Intel's oneAPI Math Kernel Library provides SYCL interfaces for BLAS, LAPACK, FFT, RNG, and sparse linear algebra. It works across backends:

cpp
#include <oneapi/mkl.hpp>

sycl::queue q{sycl::gpu_selector_v};

// GEMM: C = alpha * A * B + beta * C
oneapi::mkl::blas::column_major::gemm(
    q,
    oneapi::mkl::transpose::nontrans,
    oneapi::mkl::transpose::nontrans,
    m, n, k,
    1.0f,      // alpha
    d_A, lda,
    d_B, ldb,
    0.0f,      // beta
    d_C, ldc
).wait();

oneMKL dispatches to the optimal backend library automatically — MKL on Intel CPUs, cuBLAS on NVIDIA GPUs, rocBLAS on AMD GPUs.
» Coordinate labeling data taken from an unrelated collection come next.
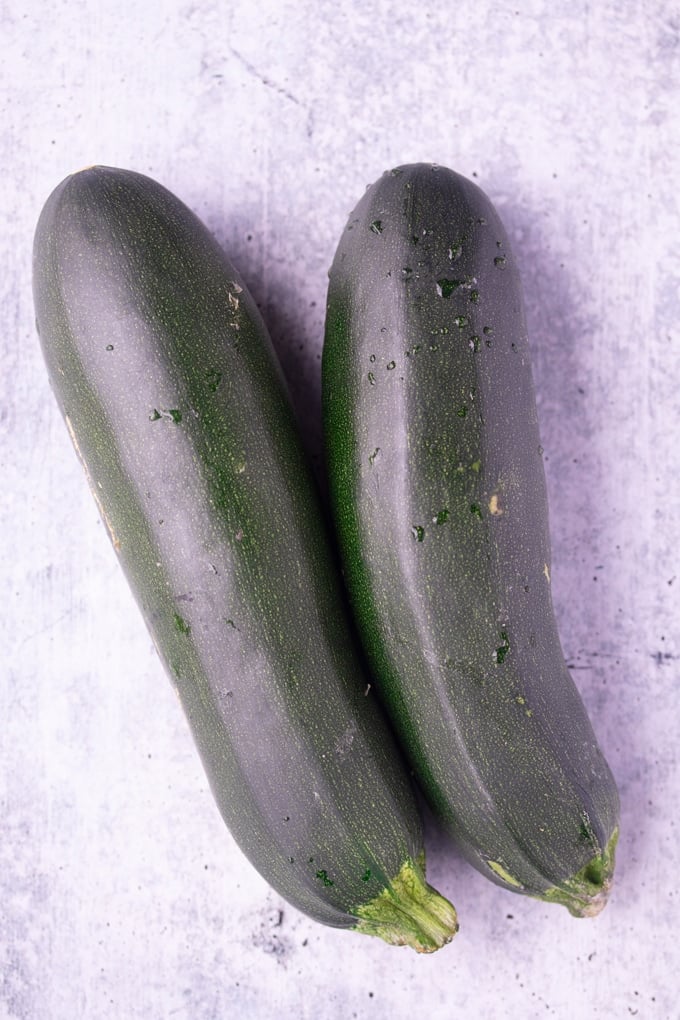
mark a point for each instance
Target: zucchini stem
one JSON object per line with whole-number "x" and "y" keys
{"x": 410, "y": 912}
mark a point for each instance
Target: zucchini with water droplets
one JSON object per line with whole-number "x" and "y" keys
{"x": 438, "y": 494}
{"x": 164, "y": 372}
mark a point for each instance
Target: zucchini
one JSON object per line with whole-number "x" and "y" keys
{"x": 167, "y": 380}
{"x": 438, "y": 494}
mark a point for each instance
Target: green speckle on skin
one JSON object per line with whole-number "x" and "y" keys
{"x": 445, "y": 288}
{"x": 181, "y": 625}
{"x": 213, "y": 378}
{"x": 503, "y": 651}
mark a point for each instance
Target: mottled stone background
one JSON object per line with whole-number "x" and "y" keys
{"x": 121, "y": 894}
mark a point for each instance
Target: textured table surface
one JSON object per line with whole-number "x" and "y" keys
{"x": 121, "y": 893}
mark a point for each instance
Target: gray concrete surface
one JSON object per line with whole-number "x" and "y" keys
{"x": 121, "y": 894}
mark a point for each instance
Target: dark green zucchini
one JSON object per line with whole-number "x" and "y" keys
{"x": 167, "y": 380}
{"x": 438, "y": 493}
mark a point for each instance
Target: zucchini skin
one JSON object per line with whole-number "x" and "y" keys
{"x": 174, "y": 400}
{"x": 438, "y": 494}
This is the strongest argument for SYCL in scientific computing: write the linear algebra once, and it runs optimally everywhere.

When to Choose SYCL Over CUDA

Choose SYCL when:

  • Your deployment targets multiple GPU vendors (Intel + NVIDIA, or NVIDIA + AMD)
  • Your organization is standardizing on Intel's oneAPI ecosystem
  • Long-term portability matters more than squeezing the last 5% of NVIDIA-specific performance
  • You want a single C++ codebase without #ifdef blocks for each GPU vendor

Choose CUDA when:

  • You only target NVIDIA GPUs and always will
  • You need NVIDIA-specific features (tensor cores, NCCL, cuDNN)
  • Your team already has deep CUDA expertise
  • You need the richest ecosystem of third-party libraries and community examples

The pragmatic middle ground: write performance-critical kernels in CUDA if you need them, and use SYCL for the rest of the application. Or use vendor math libraries (oneMKL, cuBLAS) through SYCL's dispatch layer and avoid writing kernels at all.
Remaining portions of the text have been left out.